When to use a goodwill letter
You shouldn’t send a goodwill letter to your credit card company or creditor just because you had a late or missed payment. You need to have a good reason or excuse for why the late payment occurred, like:
- A temporary financial hardship
- Delays due to switching banks or a change of address
- Failure to set up automatic payments properly
Sending a goodwill letter may show creditors you’re serious about improving or repairing your credit. That doesn’t mean they’ll approve your request to remove negative marks, but it’s a start.
A goodwill letter is a way to ask for mercy and help in moving your credit in the right direction. If you’re a loyal customer, the creditor may extend you grace to continue the business relationship.
How to write a goodwill letter
Below is a goodwill letter template to guide you when writing credit card issuers. Customize it as needed to fit your specific situation.
To Whom It May Concern,
I am writing regarding a recent late payment on my (creditor name) account reported to the credit bureau.
I’ve enjoyed being an account holder and building our business relationship. The recent late payment on my account was due to (insert explanation). I am sorry for the inconvenience and understand that I am solely at fault for the occurrence. I am dedicated to making sure my monthly bills are paid on time moving forward.

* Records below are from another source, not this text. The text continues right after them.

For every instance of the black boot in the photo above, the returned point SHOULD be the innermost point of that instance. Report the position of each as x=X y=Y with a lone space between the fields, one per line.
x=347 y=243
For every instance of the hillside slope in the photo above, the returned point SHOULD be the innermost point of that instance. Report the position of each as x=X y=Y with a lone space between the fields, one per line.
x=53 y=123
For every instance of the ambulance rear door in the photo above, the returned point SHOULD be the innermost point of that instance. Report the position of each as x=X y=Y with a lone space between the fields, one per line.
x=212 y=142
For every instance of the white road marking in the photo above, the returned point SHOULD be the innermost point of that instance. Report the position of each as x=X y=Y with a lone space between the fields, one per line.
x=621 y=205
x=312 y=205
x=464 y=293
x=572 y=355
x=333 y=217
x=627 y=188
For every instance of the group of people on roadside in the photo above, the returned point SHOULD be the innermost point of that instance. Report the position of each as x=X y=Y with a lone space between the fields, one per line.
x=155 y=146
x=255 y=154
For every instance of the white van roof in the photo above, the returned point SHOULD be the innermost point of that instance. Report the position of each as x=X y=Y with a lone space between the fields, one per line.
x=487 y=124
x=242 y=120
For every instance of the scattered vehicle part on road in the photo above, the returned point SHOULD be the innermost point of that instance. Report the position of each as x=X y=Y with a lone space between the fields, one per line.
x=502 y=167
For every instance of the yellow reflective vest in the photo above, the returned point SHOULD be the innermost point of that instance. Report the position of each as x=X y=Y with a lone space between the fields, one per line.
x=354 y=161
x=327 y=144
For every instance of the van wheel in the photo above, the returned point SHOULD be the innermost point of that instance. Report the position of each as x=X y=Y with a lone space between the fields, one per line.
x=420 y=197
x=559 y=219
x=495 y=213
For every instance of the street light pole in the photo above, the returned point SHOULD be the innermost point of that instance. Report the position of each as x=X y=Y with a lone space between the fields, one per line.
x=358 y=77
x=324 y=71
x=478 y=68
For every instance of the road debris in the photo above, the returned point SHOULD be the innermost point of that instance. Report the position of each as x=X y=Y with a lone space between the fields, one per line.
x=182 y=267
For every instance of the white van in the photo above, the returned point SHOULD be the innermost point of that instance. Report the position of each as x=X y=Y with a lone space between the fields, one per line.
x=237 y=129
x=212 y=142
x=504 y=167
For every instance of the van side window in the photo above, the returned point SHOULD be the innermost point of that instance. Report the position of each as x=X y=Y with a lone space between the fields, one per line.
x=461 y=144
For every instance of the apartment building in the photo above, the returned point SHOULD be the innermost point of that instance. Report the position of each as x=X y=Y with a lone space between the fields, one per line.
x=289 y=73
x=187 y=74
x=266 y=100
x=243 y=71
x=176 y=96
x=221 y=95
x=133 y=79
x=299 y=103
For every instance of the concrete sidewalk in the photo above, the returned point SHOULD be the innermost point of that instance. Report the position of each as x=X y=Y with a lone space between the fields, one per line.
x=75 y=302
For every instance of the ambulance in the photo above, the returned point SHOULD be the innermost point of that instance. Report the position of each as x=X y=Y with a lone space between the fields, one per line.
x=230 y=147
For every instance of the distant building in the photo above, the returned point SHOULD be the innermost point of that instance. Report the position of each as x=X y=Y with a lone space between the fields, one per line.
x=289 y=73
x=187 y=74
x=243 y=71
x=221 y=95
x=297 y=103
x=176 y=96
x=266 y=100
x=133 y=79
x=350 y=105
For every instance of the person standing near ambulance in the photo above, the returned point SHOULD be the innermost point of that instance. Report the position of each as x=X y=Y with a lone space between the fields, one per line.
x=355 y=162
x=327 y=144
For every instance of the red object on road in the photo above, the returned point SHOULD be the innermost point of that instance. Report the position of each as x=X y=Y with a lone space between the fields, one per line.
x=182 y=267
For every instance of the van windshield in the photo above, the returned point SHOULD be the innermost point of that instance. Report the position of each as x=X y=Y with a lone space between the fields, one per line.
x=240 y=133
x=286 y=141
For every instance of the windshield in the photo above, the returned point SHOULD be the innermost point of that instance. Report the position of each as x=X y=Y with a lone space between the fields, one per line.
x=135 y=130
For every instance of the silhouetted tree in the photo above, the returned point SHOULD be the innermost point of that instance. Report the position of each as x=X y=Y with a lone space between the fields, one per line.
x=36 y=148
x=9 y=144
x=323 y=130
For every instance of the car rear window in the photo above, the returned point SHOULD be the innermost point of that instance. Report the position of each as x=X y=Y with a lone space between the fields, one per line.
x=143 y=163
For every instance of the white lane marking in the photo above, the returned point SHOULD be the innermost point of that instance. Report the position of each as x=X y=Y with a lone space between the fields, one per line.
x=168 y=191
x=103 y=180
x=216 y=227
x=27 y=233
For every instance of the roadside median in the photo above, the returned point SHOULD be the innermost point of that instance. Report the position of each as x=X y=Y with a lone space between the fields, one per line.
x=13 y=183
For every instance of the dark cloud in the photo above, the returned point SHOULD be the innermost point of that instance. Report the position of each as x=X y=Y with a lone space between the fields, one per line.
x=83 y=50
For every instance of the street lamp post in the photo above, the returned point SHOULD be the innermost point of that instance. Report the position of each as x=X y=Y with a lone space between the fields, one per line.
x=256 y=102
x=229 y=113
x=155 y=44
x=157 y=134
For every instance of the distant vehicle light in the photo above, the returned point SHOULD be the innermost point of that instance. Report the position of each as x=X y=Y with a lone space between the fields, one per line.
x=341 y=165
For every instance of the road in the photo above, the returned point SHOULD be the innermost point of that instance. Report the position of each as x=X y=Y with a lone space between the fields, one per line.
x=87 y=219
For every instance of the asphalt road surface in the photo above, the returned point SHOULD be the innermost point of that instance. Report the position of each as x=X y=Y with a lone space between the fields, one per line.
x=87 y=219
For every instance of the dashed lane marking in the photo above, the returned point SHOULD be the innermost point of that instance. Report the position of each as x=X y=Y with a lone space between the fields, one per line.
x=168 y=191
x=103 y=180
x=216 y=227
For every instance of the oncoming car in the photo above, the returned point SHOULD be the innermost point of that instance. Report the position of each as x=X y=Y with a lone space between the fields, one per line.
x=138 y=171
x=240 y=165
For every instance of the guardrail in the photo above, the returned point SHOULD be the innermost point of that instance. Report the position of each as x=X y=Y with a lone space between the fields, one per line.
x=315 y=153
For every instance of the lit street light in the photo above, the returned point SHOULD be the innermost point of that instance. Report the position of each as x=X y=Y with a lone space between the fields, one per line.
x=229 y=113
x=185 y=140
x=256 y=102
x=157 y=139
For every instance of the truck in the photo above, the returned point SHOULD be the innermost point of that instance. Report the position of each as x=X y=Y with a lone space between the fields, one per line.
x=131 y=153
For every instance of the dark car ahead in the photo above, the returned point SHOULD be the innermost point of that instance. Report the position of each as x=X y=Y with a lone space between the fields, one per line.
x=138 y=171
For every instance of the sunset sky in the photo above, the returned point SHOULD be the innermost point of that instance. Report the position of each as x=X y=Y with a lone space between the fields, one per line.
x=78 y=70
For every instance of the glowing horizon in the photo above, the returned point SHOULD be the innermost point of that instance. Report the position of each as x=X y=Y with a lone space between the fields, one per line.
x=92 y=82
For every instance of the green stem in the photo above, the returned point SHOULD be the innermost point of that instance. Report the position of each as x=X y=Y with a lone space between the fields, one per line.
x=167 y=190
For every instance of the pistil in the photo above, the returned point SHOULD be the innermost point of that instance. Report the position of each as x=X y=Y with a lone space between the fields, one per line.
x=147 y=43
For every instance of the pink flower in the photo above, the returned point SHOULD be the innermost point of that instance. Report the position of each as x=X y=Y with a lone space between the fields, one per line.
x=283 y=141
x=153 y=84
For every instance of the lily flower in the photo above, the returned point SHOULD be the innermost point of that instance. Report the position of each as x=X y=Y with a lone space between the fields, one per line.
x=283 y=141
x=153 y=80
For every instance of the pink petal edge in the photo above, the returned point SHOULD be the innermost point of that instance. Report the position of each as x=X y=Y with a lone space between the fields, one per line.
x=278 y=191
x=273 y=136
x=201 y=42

Would you consider making a goodwill gesture and removing the late payment from my credit reports? A goodwill adjustment would allow me to continue my efforts to build up a positive credit score and history and remain in good standing with (creditor name).
Thank you for your time and consideration,
(Your account number)
Card companies may have a specific department that handles goodwill requests. If not, send it directly to your issuer’s customer service department, either by mail, email, or private message through your online account if available.
Do goodwill letters work?
Unfortunately, there’s no way to know if sending a goodwill letter will lead to your card issuer removing late payments or other negative marks from your credit report. Some issuers, like Bank of America, state that they don’t honor goodwill adjustment requests. Requests are more likely to be approved for late payments than more severe offenses.
If you’re looking for assistance from your credit card company, there’s no harm in asking. As long as you understand you may not achieve the intended result, there’s nothing wrong with sending a goodwill letter. The worst thing that can happen is that your request is denied, and you waste a little time writing and sending the letter.
Whether sending a goodwill letter works or not, you can start building up your credit score by making on-time payments and developing a positive credit history.